How to split an integral exactly in two parts
Solution 1:
I've revised my answer, as I felt the original did a disservice to the OP and the reader by downplaying the difficulty of the question. It is a nice problem!
The OP is correct that a non-atomic probability space is wonderfully flexible, and can be split into pieces with specified probabilities. The crucial fact needed is that we can always split such a space exactly in two. That is, there exists $B\in{\cal F}$ so that $\mu(B)=1/2$. Finding $B$ is not trivial, but not terribly difficult. It is often assigned as an exercise in a measure theory class. An argument using Zorn's Lemma can be found on Wikipedia. Also, it is Exercise 2.17 (page 31) in Probability and Measure (2nd edition) by Patrick Billingsley, and Corollary 1.12.10 (page 56) in Volume 1 of Bogachev's Measure Theory.
Once we have this result, we can create a uniform$(0,1)$ random variable on our space as follows. Start with a set $B(1/2)\in{\cal F}$ with $\mu(B(1/2))=1/2$. Splitting $B(1/2)$ and its complement exactly in two, we get a partition of four sets each with $\mu$ measure of $1/4$. By induction, you can create a collection $B(q)$ indexed by the dyadic rationals $q$ so that $q\leq r$ implies $B(q)\subseteq B(r)$ and $\mu(B(q))=q$. Now define $U(\omega)=\inf (q : \omega\in B(q))$. The random variable $U$ has a uniform$(0,1)$ distribution, i.e. $U$ is a measurable map to Lebesgue space $(\Omega,{\cal F},\mu) \to ((0,1),{\cal B},\lambda)$. Any splitting (or representation) on $(0,1)$ can now be pulled back to $\Omega$ via $U$.
A consequence is that $(\Omega,{\cal F},\mu)$ can serve as the "common probability space" for Skorokhod's representation theorem. In particular, for any probability measure $\nu$ on $\mathbb{R}$, there exists a random variable $Y:\Omega\to\mathbb{R}$ so that the law of $Y$ is $\nu$. Choosing $\nu$ to be a discrete measure shows that you can split $\Omega$ into a finite or countable collection $B_i$ of measurable sets with $\mu(B_i)=p_i$ for any $\sum_i\ p_i=1$ and $p_i\geq 0$.
My answer (and the comments) here Construction of "pathological" measures may also help.
Granted, you don't really need the full power of Skorokhod's result. But it is worth remembering that any non-atomic probability space is "universal" in this sense.

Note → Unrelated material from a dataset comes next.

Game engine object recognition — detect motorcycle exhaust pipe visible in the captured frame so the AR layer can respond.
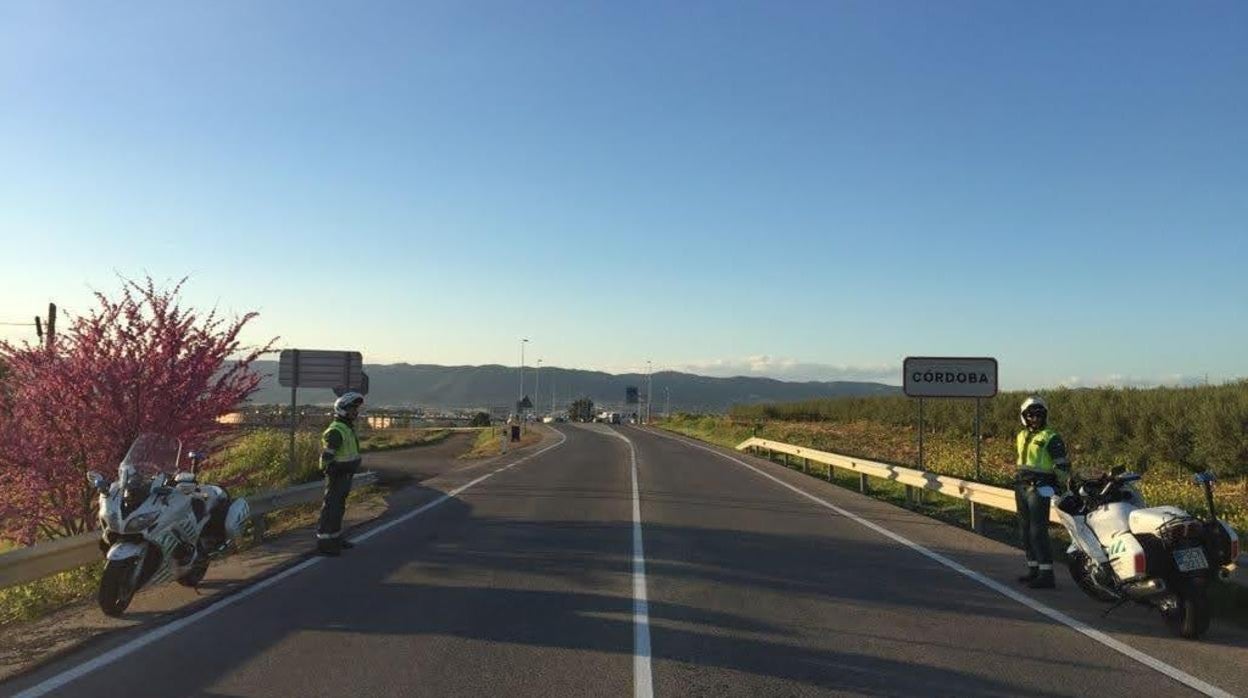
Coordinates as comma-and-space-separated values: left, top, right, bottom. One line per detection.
1122, 578, 1167, 598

I cannot resist the temptation to also note that the representation extends to Polish spaces. For any probability measure $\nu$ on a Polish space $(S,{\cal B}(S))$, there exists a random variable $Y:\Omega\to S$ on your non-atomic space so that the law of $Y$ is $\nu$.

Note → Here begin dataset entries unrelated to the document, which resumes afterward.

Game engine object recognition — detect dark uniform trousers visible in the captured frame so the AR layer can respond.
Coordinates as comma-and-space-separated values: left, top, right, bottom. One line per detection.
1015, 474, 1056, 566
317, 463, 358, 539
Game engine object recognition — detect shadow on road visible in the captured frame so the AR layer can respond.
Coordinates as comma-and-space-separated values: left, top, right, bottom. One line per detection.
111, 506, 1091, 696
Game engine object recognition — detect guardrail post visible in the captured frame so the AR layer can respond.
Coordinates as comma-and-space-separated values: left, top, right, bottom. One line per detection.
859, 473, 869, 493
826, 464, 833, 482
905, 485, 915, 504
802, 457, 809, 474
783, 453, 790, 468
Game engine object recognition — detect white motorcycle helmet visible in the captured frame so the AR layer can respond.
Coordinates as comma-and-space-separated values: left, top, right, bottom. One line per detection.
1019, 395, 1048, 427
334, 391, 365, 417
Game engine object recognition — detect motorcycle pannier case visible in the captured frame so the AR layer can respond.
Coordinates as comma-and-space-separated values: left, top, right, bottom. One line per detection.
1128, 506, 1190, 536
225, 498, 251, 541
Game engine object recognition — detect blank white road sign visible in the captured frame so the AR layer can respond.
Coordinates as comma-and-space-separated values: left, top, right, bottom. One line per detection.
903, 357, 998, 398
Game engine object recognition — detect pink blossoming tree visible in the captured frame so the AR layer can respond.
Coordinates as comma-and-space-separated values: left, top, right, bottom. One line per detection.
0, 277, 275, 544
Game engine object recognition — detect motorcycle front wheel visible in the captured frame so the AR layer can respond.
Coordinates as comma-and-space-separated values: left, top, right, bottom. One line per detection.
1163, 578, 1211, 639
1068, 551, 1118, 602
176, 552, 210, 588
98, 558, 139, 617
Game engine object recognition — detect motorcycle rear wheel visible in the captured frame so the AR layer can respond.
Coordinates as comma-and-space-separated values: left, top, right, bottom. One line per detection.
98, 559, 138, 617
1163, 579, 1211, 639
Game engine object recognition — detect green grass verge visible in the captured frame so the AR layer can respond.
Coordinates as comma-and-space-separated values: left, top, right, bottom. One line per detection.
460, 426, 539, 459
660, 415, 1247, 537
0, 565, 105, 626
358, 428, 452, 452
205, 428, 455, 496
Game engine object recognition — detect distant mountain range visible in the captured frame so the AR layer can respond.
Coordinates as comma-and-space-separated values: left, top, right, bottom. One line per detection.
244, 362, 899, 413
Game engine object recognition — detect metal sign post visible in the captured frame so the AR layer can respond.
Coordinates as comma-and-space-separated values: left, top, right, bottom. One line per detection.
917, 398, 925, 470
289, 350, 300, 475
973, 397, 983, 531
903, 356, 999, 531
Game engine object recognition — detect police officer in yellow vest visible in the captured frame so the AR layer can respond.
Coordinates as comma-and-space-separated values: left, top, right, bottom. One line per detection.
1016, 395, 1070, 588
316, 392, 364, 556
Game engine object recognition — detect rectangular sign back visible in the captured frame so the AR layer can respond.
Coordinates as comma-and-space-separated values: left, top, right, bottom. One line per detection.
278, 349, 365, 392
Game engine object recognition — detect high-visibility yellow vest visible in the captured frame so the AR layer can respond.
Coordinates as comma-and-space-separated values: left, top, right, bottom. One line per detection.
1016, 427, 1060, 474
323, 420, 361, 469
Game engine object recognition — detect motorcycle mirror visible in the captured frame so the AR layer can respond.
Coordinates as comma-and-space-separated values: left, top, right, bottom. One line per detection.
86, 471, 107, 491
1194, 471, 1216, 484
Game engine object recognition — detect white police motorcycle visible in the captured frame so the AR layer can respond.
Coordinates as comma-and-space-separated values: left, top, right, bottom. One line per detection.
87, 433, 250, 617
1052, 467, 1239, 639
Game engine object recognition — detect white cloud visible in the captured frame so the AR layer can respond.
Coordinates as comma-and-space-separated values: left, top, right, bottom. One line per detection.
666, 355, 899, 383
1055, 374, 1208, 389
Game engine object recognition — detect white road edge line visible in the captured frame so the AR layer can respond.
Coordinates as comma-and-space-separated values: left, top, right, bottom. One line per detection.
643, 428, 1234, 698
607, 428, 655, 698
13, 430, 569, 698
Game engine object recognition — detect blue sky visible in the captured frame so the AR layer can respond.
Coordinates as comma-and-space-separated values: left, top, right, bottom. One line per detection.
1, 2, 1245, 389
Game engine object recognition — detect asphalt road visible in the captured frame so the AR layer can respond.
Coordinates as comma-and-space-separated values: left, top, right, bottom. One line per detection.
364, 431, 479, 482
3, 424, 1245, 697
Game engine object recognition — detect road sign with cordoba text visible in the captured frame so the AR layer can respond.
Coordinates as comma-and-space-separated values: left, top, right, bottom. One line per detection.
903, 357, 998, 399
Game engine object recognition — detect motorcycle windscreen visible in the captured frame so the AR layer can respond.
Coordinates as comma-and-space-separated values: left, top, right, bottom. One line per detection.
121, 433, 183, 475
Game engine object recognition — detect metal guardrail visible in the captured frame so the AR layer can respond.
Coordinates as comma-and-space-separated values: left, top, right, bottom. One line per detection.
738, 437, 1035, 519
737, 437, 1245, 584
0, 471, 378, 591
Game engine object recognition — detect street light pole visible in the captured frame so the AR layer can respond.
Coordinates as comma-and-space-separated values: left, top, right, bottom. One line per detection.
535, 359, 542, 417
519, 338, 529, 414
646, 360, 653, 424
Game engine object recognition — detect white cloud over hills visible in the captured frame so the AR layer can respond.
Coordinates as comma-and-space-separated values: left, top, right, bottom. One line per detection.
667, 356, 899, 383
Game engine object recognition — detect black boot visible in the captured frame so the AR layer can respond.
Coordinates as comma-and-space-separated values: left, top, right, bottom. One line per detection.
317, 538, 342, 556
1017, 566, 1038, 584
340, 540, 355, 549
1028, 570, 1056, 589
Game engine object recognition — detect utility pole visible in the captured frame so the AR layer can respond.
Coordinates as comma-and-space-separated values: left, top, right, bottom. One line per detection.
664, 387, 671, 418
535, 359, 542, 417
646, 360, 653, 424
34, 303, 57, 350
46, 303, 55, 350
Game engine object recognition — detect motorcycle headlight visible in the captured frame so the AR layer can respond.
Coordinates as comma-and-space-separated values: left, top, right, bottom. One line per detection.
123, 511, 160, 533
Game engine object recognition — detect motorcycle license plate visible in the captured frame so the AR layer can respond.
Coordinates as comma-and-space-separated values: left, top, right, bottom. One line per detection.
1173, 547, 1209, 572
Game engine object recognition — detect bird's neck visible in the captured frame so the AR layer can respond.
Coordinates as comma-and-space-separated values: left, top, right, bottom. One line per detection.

Finally, about question 2? We either have the trivial case $\int_\Omega f(x) \mu(dx)=0$, or $$\mu_f(B)={\int_B f(x) \mu(dx)\over \int_\Omega f(x) \mu(dx)}$$ defines a new non-atomic probability measure which can split $\Omega$ exactly in half.
Solution 2:
Here's a sketch of the proof that any set of finite measure can be cut into two halves of equal measure. This proof works in the setting of a non-atomic Radon measure defined over a locally-compact Hausdorff space.
We call a (measurable) set proper if it has a positive, finite measure.
- Show that every proper set has a proper subset of smaller measure.
- Deduce that every proper set has a proper subset of arbitrarily small measure.
- Conclude that every proper set $A$ has a subset whose measure lies in $(\mu(A)/3, \mu(A)/2]$.
- Deduce that $A$ can be cut into two halves of equal measure.
As Byron shows above, an easy corollary is that there are subsets of $A$ of arbitrary measure in $[0,\mu(A)]$.
There's a nice generalization: let $\mu_1,\ldots,\mu_k$ be measures as above, let $A$ be a set of finite measure (under all of these measures), and let $$ M = \{(\mu_1(B),\ldots,\mu_k(B)) : B \subset A \text{ is measurable wrt } \mu_1,\ldots,\mu_k\}. $$ Then $M$ is a convex subset of $\mathbb{R}^k$.